Declarative timeline-based multi-track audio mixing for voice, music, and SFX.

These details have not been verified by PyPI

Project links

Project description

audio-arrange

Declarative timeline-based multi-track audio mixing for voice, music, and SFX.

Built from the MusicVideoCreator/CineForge pipeline at Trollfabriken AITrix AB where ffmpeg amix filter graphs became unmaintainable past 5 tracks. The library decodes once with soundfile, does all mixing as numpy operations on pre-aligned float32 arrays, and encodes once at the end.
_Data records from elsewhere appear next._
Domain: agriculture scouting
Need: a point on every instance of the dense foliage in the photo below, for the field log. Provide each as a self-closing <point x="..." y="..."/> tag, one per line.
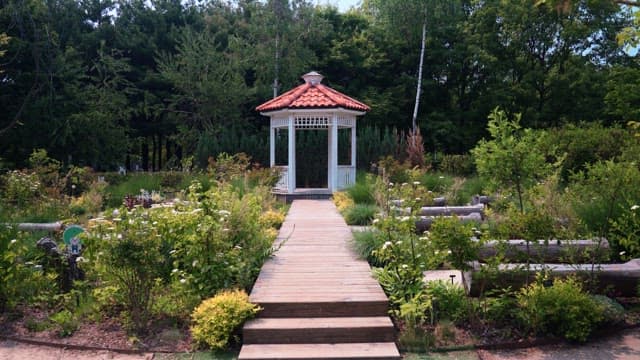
<point x="151" y="83"/>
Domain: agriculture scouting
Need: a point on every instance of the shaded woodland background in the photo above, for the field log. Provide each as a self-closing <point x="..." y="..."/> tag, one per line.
<point x="163" y="83"/>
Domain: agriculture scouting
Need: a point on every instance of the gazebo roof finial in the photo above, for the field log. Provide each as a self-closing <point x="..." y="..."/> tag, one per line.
<point x="313" y="78"/>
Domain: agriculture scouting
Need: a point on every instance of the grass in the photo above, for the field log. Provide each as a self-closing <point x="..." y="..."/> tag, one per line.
<point x="362" y="192"/>
<point x="364" y="242"/>
<point x="200" y="355"/>
<point x="360" y="214"/>
<point x="132" y="184"/>
<point x="436" y="181"/>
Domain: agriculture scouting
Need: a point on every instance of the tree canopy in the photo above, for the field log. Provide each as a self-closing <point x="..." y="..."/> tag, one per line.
<point x="106" y="83"/>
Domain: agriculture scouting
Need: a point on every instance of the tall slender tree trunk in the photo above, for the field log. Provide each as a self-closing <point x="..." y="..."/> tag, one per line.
<point x="145" y="154"/>
<point x="419" y="87"/>
<point x="276" y="69"/>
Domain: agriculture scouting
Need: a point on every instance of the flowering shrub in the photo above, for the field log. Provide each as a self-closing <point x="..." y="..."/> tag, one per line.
<point x="215" y="319"/>
<point x="188" y="251"/>
<point x="21" y="187"/>
<point x="626" y="233"/>
<point x="563" y="309"/>
<point x="22" y="279"/>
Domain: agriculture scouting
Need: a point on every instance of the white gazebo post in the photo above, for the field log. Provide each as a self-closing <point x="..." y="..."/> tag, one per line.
<point x="291" y="164"/>
<point x="333" y="154"/>
<point x="313" y="106"/>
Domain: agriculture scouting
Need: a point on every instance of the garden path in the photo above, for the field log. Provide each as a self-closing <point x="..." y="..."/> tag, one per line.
<point x="319" y="301"/>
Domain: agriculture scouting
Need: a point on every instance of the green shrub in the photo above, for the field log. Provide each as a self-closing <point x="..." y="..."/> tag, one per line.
<point x="342" y="200"/>
<point x="364" y="244"/>
<point x="626" y="233"/>
<point x="452" y="236"/>
<point x="22" y="278"/>
<point x="603" y="192"/>
<point x="272" y="219"/>
<point x="449" y="300"/>
<point x="66" y="323"/>
<point x="563" y="309"/>
<point x="436" y="182"/>
<point x="170" y="179"/>
<point x="215" y="319"/>
<point x="132" y="186"/>
<point x="459" y="165"/>
<point x="362" y="193"/>
<point x="360" y="214"/>
<point x="132" y="258"/>
<point x="612" y="312"/>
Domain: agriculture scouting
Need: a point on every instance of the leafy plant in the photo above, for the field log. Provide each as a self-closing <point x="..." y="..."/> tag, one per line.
<point x="452" y="236"/>
<point x="66" y="322"/>
<point x="360" y="214"/>
<point x="215" y="319"/>
<point x="449" y="300"/>
<point x="511" y="158"/>
<point x="365" y="242"/>
<point x="625" y="232"/>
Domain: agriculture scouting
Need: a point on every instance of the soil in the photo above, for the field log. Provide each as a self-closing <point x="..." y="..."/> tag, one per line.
<point x="105" y="334"/>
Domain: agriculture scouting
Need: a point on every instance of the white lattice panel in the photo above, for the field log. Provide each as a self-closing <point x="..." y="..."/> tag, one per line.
<point x="312" y="122"/>
<point x="279" y="123"/>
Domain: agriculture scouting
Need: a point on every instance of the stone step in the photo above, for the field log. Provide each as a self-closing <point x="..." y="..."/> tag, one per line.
<point x="353" y="351"/>
<point x="274" y="308"/>
<point x="318" y="330"/>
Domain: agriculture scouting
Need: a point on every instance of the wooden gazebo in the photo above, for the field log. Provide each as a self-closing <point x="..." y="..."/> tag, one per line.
<point x="313" y="106"/>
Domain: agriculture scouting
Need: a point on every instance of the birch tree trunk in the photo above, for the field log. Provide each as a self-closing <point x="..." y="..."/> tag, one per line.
<point x="419" y="87"/>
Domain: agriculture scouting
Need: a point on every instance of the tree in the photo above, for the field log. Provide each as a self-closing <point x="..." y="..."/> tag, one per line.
<point x="511" y="158"/>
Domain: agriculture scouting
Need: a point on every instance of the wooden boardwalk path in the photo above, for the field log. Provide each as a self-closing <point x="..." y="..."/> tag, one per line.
<point x="319" y="301"/>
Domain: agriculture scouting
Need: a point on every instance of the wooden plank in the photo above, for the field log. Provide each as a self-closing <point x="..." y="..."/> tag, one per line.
<point x="373" y="351"/>
<point x="319" y="301"/>
<point x="319" y="330"/>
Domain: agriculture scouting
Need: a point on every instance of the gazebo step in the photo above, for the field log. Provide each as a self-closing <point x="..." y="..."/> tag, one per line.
<point x="356" y="351"/>
<point x="318" y="330"/>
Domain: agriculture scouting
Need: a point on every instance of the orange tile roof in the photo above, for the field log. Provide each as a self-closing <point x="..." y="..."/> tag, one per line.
<point x="312" y="96"/>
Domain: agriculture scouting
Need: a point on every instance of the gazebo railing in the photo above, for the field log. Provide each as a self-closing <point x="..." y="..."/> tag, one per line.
<point x="283" y="183"/>
<point x="346" y="176"/>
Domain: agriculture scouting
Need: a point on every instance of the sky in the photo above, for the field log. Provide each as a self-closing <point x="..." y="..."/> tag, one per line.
<point x="343" y="5"/>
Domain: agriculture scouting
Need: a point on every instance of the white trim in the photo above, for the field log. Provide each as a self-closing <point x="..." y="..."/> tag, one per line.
<point x="323" y="111"/>
<point x="291" y="165"/>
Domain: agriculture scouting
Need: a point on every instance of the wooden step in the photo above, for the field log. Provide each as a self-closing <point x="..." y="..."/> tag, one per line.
<point x="318" y="330"/>
<point x="274" y="308"/>
<point x="371" y="351"/>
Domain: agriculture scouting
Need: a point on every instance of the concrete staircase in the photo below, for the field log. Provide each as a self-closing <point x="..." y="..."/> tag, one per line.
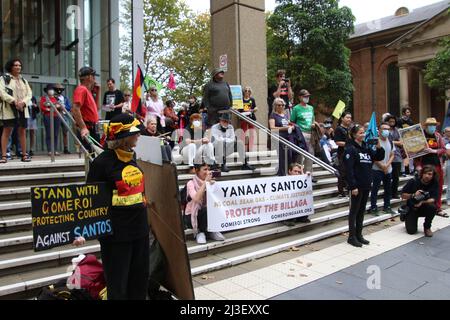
<point x="24" y="272"/>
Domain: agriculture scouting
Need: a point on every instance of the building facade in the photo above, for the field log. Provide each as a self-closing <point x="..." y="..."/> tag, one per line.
<point x="54" y="38"/>
<point x="388" y="61"/>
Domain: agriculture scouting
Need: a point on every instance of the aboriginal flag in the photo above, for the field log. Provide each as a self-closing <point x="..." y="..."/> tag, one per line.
<point x="138" y="89"/>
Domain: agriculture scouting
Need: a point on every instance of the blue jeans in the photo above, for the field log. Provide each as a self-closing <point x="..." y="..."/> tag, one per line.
<point x="57" y="124"/>
<point x="379" y="176"/>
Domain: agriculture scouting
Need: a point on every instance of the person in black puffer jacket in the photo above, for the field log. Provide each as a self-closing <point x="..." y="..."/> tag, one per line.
<point x="358" y="159"/>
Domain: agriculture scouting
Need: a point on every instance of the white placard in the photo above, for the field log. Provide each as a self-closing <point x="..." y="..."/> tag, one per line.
<point x="149" y="149"/>
<point x="223" y="62"/>
<point x="241" y="204"/>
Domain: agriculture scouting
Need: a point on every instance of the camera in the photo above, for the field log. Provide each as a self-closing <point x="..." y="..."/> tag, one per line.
<point x="216" y="174"/>
<point x="423" y="196"/>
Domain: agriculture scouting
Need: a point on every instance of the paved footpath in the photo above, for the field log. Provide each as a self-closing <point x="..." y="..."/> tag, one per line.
<point x="409" y="267"/>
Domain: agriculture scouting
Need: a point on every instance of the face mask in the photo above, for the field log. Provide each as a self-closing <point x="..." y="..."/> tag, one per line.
<point x="431" y="129"/>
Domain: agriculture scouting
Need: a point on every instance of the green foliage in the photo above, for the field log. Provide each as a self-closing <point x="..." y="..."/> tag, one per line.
<point x="175" y="39"/>
<point x="307" y="38"/>
<point x="437" y="73"/>
<point x="191" y="58"/>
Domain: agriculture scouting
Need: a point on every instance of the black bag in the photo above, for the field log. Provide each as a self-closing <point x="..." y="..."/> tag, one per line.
<point x="59" y="291"/>
<point x="157" y="273"/>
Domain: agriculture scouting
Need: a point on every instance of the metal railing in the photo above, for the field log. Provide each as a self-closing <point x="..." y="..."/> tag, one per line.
<point x="53" y="109"/>
<point x="286" y="142"/>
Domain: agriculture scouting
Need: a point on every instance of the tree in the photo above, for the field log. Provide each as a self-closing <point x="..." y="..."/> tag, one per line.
<point x="191" y="59"/>
<point x="437" y="73"/>
<point x="161" y="19"/>
<point x="307" y="38"/>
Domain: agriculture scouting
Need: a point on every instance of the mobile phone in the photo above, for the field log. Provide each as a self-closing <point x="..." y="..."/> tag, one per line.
<point x="216" y="174"/>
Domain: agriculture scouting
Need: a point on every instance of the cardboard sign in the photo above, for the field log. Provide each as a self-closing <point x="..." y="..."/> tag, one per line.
<point x="414" y="141"/>
<point x="62" y="214"/>
<point x="223" y="62"/>
<point x="236" y="93"/>
<point x="247" y="203"/>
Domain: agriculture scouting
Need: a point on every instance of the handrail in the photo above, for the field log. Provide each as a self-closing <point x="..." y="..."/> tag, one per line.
<point x="286" y="142"/>
<point x="63" y="121"/>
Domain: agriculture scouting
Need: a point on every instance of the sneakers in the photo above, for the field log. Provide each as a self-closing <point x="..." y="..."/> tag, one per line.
<point x="428" y="233"/>
<point x="354" y="242"/>
<point x="389" y="211"/>
<point x="201" y="238"/>
<point x="374" y="211"/>
<point x="216" y="236"/>
<point x="362" y="240"/>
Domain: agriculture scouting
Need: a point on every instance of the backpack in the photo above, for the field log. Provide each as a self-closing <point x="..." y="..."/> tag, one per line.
<point x="59" y="291"/>
<point x="88" y="275"/>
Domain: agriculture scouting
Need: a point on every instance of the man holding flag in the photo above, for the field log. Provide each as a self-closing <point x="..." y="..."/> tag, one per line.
<point x="138" y="88"/>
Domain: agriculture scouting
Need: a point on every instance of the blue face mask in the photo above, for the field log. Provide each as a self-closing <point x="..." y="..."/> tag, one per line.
<point x="431" y="129"/>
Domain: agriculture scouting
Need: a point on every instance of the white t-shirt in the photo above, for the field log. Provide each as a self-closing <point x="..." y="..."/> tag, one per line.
<point x="388" y="149"/>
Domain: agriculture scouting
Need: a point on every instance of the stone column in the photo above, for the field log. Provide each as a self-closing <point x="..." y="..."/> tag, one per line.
<point x="404" y="86"/>
<point x="424" y="98"/>
<point x="137" y="35"/>
<point x="238" y="29"/>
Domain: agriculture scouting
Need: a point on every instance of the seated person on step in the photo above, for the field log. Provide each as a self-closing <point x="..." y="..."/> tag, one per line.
<point x="152" y="131"/>
<point x="421" y="194"/>
<point x="224" y="141"/>
<point x="194" y="145"/>
<point x="196" y="216"/>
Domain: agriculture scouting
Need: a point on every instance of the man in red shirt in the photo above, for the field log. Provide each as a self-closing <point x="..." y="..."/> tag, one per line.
<point x="85" y="107"/>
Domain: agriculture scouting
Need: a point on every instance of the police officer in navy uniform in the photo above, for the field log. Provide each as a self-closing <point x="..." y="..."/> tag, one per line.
<point x="359" y="158"/>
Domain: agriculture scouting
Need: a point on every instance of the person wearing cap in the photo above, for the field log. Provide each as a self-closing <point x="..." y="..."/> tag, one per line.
<point x="15" y="95"/>
<point x="224" y="140"/>
<point x="341" y="138"/>
<point x="195" y="147"/>
<point x="249" y="110"/>
<point x="151" y="130"/>
<point x="327" y="143"/>
<point x="85" y="106"/>
<point x="64" y="101"/>
<point x="399" y="153"/>
<point x="124" y="253"/>
<point x="155" y="107"/>
<point x="283" y="90"/>
<point x="436" y="149"/>
<point x="303" y="116"/>
<point x="216" y="96"/>
<point x="196" y="215"/>
<point x="50" y="96"/>
<point x="113" y="99"/>
<point x="358" y="160"/>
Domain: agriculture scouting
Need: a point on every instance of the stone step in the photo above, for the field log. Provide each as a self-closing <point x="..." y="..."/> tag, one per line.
<point x="56" y="178"/>
<point x="25" y="260"/>
<point x="26" y="284"/>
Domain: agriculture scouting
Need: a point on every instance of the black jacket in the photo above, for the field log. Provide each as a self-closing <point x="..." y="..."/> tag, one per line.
<point x="358" y="161"/>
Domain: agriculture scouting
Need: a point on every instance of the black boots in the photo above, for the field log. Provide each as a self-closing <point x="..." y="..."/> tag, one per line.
<point x="362" y="240"/>
<point x="354" y="242"/>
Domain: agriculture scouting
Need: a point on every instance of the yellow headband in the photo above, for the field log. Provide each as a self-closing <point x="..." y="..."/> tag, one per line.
<point x="113" y="129"/>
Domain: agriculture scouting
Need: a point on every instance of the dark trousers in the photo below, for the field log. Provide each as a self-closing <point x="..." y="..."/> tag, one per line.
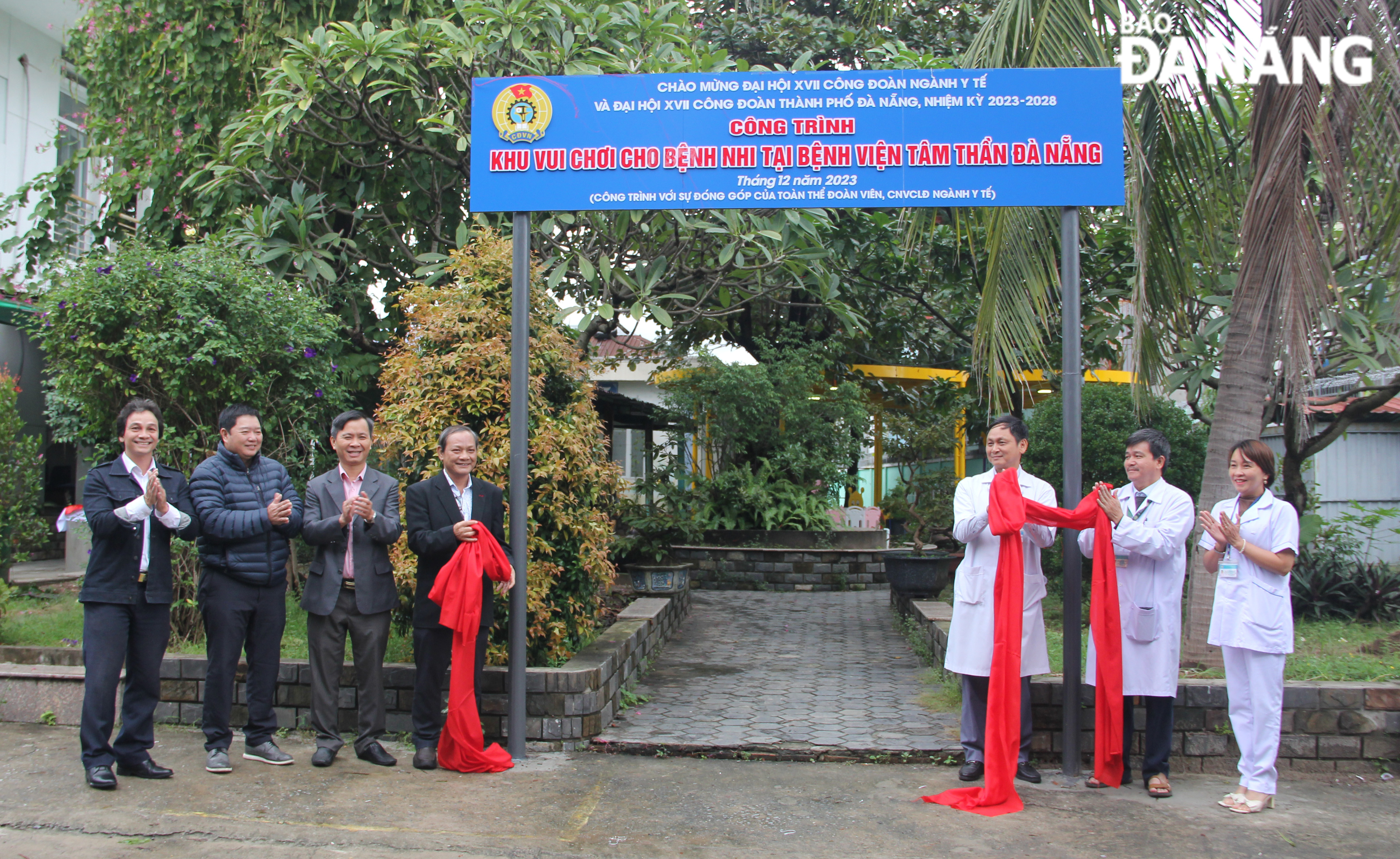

Renders a 5-minute, 6-track project in under 1.5 seconds.

What it solves

Previous problem	Solution
Mixing 6 tracks with pydub takes 25+ seconds	Single-pass numpy mix engine; same job in <1.5s
ffmpeg `amix` filter graphs unreadable past 5 tracks	Declarative `timeline.add(clip, track, at=...)` API
pydub crossfades click on non-zero-crossing boundaries	Equal-power crossfade with frame-aligned arithmetic
No clean way to do voice-over ducking in Python	First-class `timeline.duck(target, trigger)`
LUFS normalization requires a separate ffmpeg-normalize pass	`timeline.normalize_lufs(-16)` integrated into render
Clipping when summing many tracks	Auto-headroom + optional tanh soft clip

Installation

pip install audio-arrange

Optional extras:

pip install "audio-arrange[mp3]"      # MP3 decode via pedalboard (no ffmpeg subprocess)
pip install "audio-arrange[lufs]"     # LUFS normalization via pyloudnorm
pip install "audio-arrange[duck]"     # Production-grade voice ducking via voice-duck
pip install "audio-arrange[all]"      # Everything above

Quick start

from audio_arrange import Timeline, Clip, RenderConfig

tl = Timeline(sample_rate=48000, channels=2)

# Load clips from disk
voice = Clip("narration.wav")
music = Clip("bed.flac", start_offset=4.0)   # skip 4s intro
sfx   = Clip("transition.wav")

# Place clips on named tracks
tl.add(voice, track="voice", at=0.0, fade_in=0.05, fade_out=0.1)
tl.add(music, track="music", at=0.0, gain_db=-6.0)
tl.add(sfx,   track="sfx",   at=12.5, gain_db=-3.0, fade_out=0.3)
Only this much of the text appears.